Keynote : John M. Chowning


Video recorded and edited by Pascal Cesaro.



John M. Chowning

John M. Chowning was born in Salem, New Jersey in 1934. Following military and university studies, he studied composition in Paris in 1959 for three years with Nadia Boulanger. In 1966 he received the doctorate in composition from Stanford University, where he studied with Leland Smith. In 1964 with the support of Max Mathews and David Poole, he began his research in computer music. Following the work of Stockhausen, he programmed the first generalized surround sound localization algorithm in 1968. He discovered the FM synthesis algorithm in 1967. Inspired by the acoustic and perceptual research of Jean-Claude Risset, he developed the algorithm, which Stanford University patented and licensed to Yamaha in 1973. It became the most successful synthesis engine in the history of electroacoustic instruments. From 1964 until 1996, Chowning taught computer-sound synthesis and composition at Stanford University's Center for Computer Research in Music and Acoustics (CCRMA). Among his awards are Diplôme d’Officier dans l’Ordre des Arts et Lettres from the French Ministre de la Culture 1995, and the Doctorat Honoris Causa from the Université de la Méditerranée in 2002.

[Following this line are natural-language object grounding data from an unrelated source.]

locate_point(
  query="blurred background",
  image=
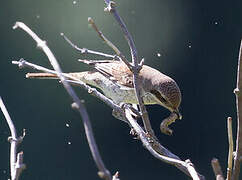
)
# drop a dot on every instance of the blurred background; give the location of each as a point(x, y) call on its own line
point(194, 42)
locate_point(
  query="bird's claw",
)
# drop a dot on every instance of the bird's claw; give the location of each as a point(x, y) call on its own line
point(166, 122)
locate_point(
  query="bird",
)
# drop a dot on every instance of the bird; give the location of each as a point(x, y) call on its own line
point(115, 80)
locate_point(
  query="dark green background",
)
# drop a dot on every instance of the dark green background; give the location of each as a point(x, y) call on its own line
point(198, 42)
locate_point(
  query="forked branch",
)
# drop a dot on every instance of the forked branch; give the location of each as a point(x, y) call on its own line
point(103, 172)
point(16, 159)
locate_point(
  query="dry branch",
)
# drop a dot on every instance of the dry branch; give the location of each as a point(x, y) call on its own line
point(149, 140)
point(16, 159)
point(237, 91)
point(78, 104)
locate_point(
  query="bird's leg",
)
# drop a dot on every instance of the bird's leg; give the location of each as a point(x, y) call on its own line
point(132, 107)
point(166, 122)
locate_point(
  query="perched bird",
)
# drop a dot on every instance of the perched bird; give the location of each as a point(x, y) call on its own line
point(115, 80)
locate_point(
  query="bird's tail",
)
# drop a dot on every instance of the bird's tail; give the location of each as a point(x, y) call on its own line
point(41, 75)
point(86, 76)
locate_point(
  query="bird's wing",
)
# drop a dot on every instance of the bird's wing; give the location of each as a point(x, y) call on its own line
point(115, 70)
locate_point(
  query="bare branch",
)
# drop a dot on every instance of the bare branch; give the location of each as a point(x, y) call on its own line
point(237, 91)
point(187, 167)
point(109, 43)
point(231, 147)
point(79, 105)
point(111, 8)
point(71, 79)
point(85, 50)
point(16, 163)
point(217, 169)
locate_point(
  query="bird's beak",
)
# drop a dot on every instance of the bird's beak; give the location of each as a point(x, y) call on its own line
point(179, 116)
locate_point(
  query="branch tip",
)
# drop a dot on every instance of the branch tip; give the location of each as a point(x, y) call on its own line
point(236, 91)
point(110, 7)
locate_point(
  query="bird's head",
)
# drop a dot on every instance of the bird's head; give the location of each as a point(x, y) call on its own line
point(167, 94)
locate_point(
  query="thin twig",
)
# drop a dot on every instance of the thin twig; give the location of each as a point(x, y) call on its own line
point(109, 43)
point(231, 147)
point(217, 169)
point(78, 104)
point(85, 50)
point(153, 144)
point(16, 160)
point(237, 91)
point(186, 166)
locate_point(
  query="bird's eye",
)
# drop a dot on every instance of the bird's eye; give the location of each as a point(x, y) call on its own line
point(159, 96)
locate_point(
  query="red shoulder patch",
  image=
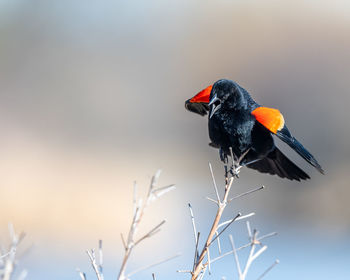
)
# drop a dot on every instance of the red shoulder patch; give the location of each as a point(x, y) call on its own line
point(271, 118)
point(203, 96)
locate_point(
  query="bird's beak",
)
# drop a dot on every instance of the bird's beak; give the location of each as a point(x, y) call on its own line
point(214, 105)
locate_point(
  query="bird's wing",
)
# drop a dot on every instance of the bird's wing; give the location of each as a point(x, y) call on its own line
point(199, 103)
point(273, 120)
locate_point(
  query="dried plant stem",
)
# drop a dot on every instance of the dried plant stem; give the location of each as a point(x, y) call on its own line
point(139, 210)
point(199, 265)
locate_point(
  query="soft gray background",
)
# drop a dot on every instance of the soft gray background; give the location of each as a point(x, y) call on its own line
point(91, 98)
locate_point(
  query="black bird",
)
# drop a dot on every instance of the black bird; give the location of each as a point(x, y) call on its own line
point(236, 121)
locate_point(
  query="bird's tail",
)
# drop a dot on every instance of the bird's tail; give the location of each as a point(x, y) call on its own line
point(276, 163)
point(299, 148)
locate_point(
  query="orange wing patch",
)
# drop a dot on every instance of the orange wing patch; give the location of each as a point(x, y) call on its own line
point(203, 96)
point(271, 118)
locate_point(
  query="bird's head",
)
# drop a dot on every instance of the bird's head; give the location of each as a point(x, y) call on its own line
point(224, 94)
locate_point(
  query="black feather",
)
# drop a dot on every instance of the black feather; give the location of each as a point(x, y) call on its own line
point(286, 136)
point(276, 163)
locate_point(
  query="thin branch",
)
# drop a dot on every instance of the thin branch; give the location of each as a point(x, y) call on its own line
point(246, 193)
point(100, 258)
point(152, 265)
point(234, 219)
point(123, 241)
point(214, 182)
point(195, 259)
point(268, 269)
point(92, 257)
point(235, 255)
point(242, 247)
point(212, 200)
point(152, 232)
point(238, 219)
point(193, 223)
point(81, 274)
point(218, 241)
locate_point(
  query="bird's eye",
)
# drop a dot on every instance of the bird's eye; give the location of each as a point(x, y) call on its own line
point(217, 102)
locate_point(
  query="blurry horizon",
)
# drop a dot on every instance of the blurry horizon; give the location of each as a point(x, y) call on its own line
point(92, 98)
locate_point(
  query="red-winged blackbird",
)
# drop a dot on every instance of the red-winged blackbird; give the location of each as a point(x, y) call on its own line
point(236, 121)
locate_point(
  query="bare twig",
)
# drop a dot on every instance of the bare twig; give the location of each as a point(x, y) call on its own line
point(152, 265)
point(94, 264)
point(193, 224)
point(268, 269)
point(246, 193)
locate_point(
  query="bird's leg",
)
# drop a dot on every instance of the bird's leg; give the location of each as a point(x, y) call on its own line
point(233, 166)
point(237, 162)
point(224, 159)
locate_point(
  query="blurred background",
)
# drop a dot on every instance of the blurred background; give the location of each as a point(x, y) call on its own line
point(92, 98)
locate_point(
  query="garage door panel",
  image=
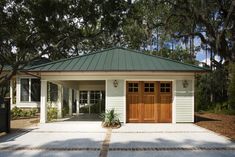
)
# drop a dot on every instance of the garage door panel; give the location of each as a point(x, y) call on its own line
point(133, 108)
point(149, 108)
point(149, 101)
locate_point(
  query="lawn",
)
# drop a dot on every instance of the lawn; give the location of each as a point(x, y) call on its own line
point(219, 123)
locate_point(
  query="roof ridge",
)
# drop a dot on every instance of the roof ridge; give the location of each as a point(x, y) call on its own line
point(112, 48)
point(65, 59)
point(137, 51)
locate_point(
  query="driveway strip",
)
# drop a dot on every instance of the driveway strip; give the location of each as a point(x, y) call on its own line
point(105, 146)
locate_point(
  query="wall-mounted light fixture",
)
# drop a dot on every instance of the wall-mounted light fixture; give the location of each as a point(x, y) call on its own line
point(185, 83)
point(115, 83)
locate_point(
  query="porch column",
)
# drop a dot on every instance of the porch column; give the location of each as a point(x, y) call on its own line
point(11, 92)
point(43, 102)
point(77, 101)
point(174, 101)
point(70, 101)
point(60, 101)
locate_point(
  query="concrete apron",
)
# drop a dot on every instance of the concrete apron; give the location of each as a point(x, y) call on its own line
point(91, 138)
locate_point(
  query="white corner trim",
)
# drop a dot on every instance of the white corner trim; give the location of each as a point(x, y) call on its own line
point(174, 101)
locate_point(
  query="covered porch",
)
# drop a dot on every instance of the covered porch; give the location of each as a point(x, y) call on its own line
point(72, 100)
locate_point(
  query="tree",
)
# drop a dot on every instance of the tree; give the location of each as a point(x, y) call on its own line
point(212, 22)
point(58, 29)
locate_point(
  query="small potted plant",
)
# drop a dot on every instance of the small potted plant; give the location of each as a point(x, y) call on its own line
point(110, 119)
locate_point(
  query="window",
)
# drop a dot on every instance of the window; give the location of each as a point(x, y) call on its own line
point(24, 90)
point(133, 87)
point(148, 87)
point(52, 92)
point(94, 97)
point(35, 89)
point(83, 97)
point(165, 87)
point(30, 89)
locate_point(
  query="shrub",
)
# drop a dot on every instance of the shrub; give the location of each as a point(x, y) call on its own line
point(17, 112)
point(110, 119)
point(51, 113)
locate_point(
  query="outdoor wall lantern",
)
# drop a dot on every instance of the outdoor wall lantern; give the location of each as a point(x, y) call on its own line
point(185, 83)
point(115, 83)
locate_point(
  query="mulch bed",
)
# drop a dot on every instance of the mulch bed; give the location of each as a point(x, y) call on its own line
point(219, 123)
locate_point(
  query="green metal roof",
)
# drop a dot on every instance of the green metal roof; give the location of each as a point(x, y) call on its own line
point(116, 59)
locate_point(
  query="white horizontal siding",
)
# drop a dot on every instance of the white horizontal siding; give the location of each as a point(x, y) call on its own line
point(184, 102)
point(115, 98)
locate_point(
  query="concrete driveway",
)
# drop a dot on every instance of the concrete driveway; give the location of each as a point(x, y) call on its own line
point(89, 139)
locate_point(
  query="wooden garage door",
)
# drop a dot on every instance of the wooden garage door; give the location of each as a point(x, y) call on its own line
point(147, 102)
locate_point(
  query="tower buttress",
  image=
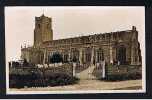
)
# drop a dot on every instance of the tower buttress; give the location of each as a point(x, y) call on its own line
point(43, 30)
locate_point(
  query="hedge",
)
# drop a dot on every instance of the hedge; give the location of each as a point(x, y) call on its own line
point(35, 80)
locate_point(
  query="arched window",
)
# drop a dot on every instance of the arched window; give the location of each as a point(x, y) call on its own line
point(121, 55)
point(100, 55)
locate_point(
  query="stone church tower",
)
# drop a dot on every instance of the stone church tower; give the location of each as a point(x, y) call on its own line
point(43, 30)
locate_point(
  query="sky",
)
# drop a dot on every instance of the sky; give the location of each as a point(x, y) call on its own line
point(69, 22)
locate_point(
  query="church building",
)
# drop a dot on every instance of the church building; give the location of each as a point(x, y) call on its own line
point(120, 47)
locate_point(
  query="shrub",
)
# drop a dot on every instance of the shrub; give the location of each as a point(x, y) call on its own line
point(124, 76)
point(59, 79)
point(35, 80)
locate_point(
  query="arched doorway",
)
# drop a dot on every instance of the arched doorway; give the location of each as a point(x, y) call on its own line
point(121, 55)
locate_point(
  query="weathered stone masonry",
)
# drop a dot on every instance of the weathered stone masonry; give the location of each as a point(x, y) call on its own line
point(114, 47)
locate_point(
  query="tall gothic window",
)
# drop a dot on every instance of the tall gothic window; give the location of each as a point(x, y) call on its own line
point(121, 55)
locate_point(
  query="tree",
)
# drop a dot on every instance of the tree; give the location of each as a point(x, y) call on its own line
point(25, 63)
point(56, 58)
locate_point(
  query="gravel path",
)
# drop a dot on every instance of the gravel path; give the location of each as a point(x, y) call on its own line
point(91, 85)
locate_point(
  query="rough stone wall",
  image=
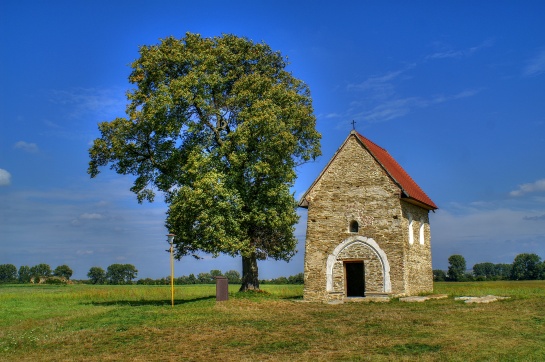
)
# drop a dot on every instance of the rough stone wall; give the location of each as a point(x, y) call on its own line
point(354, 187)
point(419, 274)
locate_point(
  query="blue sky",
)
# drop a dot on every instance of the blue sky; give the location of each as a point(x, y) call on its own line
point(454, 90)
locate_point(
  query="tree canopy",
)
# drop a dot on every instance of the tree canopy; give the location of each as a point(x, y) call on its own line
point(218, 125)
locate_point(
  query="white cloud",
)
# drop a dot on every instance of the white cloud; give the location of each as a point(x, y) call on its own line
point(93, 216)
point(446, 51)
point(102, 103)
point(538, 186)
point(5, 177)
point(26, 146)
point(536, 65)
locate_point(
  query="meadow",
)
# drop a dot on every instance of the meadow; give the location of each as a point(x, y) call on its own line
point(137, 323)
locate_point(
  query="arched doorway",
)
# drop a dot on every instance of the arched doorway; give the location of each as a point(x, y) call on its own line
point(354, 278)
point(358, 266)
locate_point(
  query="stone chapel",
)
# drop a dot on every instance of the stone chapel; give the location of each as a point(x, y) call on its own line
point(368, 232)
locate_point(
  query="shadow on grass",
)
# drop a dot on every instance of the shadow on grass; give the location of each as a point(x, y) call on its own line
point(139, 303)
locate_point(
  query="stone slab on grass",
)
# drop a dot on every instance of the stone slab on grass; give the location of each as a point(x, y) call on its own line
point(485, 299)
point(419, 299)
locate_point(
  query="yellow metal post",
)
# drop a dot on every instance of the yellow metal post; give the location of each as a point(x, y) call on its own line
point(170, 240)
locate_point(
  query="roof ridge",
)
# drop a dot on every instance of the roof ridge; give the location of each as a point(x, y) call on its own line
point(401, 177)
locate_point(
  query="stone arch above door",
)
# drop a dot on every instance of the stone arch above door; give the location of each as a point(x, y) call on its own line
point(352, 242)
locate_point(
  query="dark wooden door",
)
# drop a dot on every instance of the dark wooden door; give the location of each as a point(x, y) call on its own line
point(355, 279)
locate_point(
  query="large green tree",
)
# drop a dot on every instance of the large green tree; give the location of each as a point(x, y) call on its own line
point(97, 275)
point(8, 273)
point(121, 273)
point(526, 267)
point(41, 270)
point(63, 271)
point(24, 275)
point(218, 125)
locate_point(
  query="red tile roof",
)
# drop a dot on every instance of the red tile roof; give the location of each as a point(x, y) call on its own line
point(410, 189)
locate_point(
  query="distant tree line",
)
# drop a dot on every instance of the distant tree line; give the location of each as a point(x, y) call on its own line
point(232, 276)
point(40, 273)
point(525, 267)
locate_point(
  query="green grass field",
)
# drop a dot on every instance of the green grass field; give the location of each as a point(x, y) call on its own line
point(137, 323)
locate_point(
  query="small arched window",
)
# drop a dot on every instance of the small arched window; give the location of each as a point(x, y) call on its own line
point(411, 235)
point(422, 225)
point(354, 227)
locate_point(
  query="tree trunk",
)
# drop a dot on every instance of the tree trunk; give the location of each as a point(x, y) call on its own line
point(250, 275)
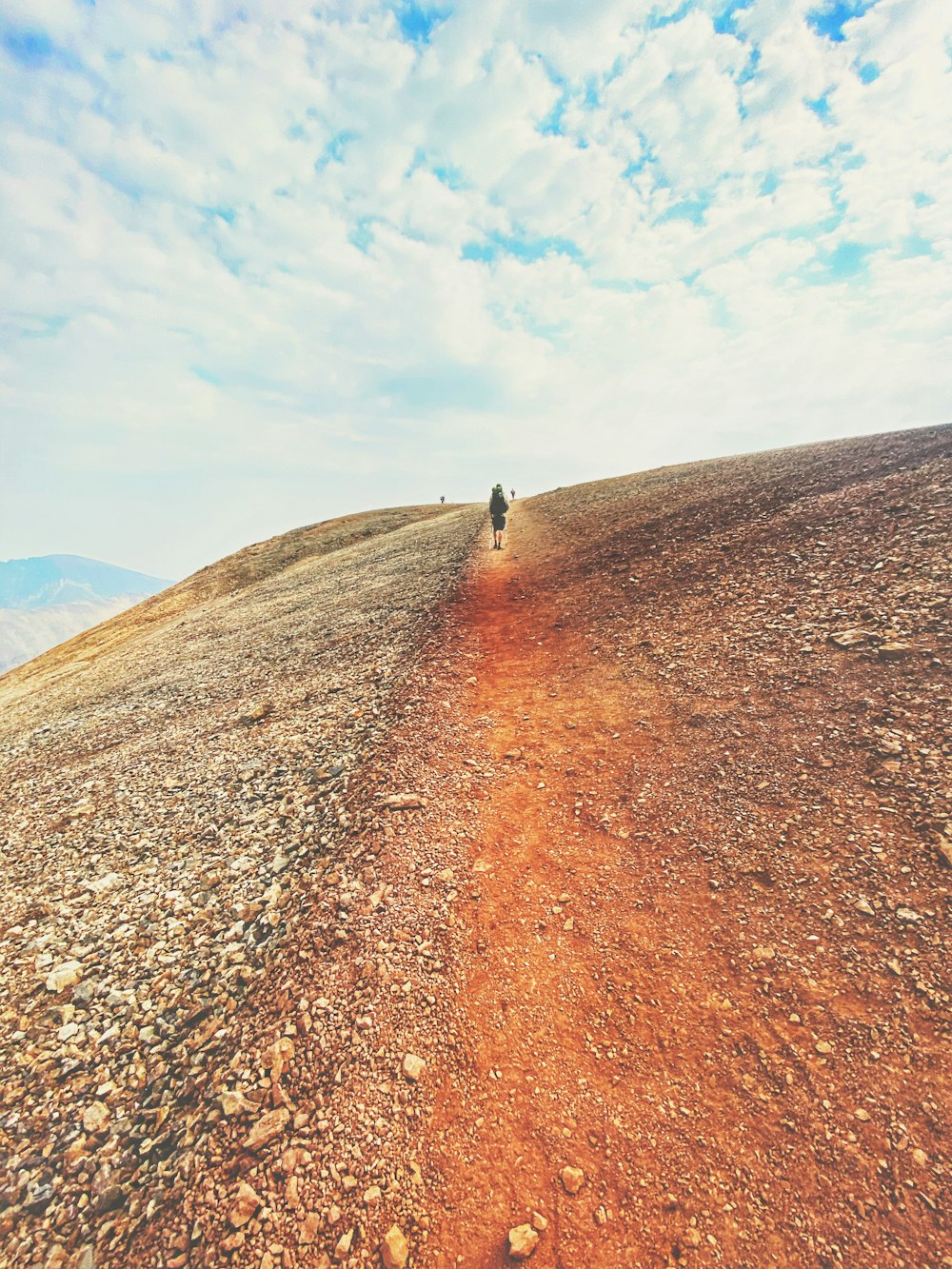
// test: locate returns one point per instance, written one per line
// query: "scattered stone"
(235, 1103)
(95, 1119)
(404, 803)
(573, 1180)
(895, 651)
(345, 1242)
(853, 637)
(413, 1066)
(395, 1250)
(267, 1128)
(244, 1207)
(64, 976)
(310, 1229)
(906, 914)
(524, 1241)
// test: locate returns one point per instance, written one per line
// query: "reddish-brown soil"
(663, 894)
(746, 1067)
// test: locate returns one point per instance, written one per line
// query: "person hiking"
(498, 506)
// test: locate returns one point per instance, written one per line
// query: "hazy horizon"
(266, 266)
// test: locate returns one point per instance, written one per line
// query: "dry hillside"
(593, 890)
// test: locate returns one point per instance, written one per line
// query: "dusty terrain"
(665, 902)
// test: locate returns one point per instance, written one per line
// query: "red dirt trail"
(632, 1014)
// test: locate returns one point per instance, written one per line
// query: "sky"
(265, 263)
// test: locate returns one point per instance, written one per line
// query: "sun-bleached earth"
(394, 898)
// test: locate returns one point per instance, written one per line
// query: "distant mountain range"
(48, 599)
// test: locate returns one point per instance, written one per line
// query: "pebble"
(573, 1180)
(524, 1240)
(413, 1066)
(395, 1250)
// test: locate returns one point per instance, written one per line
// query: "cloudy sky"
(267, 262)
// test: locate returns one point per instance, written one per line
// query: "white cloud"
(247, 240)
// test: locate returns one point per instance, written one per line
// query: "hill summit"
(376, 898)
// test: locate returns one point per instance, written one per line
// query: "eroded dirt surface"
(673, 982)
(625, 849)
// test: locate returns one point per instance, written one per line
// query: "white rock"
(64, 976)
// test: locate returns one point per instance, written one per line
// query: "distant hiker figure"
(498, 506)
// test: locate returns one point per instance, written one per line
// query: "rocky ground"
(583, 902)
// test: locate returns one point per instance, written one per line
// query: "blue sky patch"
(914, 244)
(418, 22)
(665, 19)
(527, 250)
(30, 49)
(724, 20)
(828, 20)
(362, 233)
(847, 260)
(335, 149)
(821, 106)
(687, 209)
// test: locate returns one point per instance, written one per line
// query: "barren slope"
(672, 907)
(227, 576)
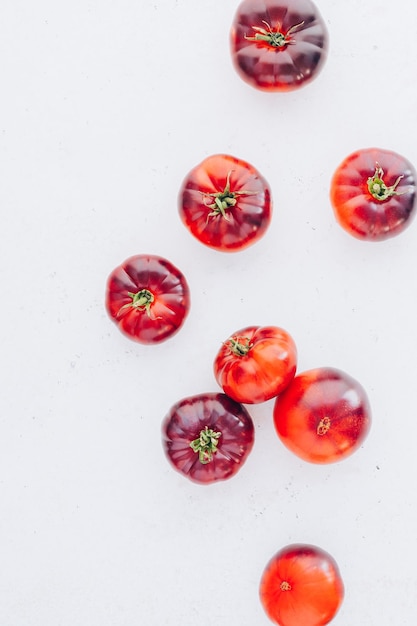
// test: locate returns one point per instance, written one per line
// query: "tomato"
(208, 437)
(373, 194)
(225, 203)
(256, 363)
(323, 415)
(301, 586)
(278, 45)
(148, 298)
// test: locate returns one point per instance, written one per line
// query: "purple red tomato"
(373, 194)
(225, 203)
(278, 45)
(207, 437)
(148, 298)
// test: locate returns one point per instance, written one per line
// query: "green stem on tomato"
(274, 38)
(226, 199)
(378, 188)
(142, 300)
(240, 346)
(206, 444)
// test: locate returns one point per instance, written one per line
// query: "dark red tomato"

Jean-Claude Risset: humanist, composer, musician, and scientist

The impact of Jean-Claude’s death in 2016 was immediate and stunning — the news traveled fast in the worlds of music and of science that had been so enriched by his life’s work. But it was not always so. The path that he had chosen in his first years at Bell Labs, research in acoustics and psychoacoustics, was not guaranteed to be productive in music composition, yet his remarkable ability to hear inside sound pushed him toward discoveries that still resonate these many years later. I will recount my understanding of his gradual acceptance by the colleagues whom he cared about, whom he admired, as they learned that behind his modest presence there was genius.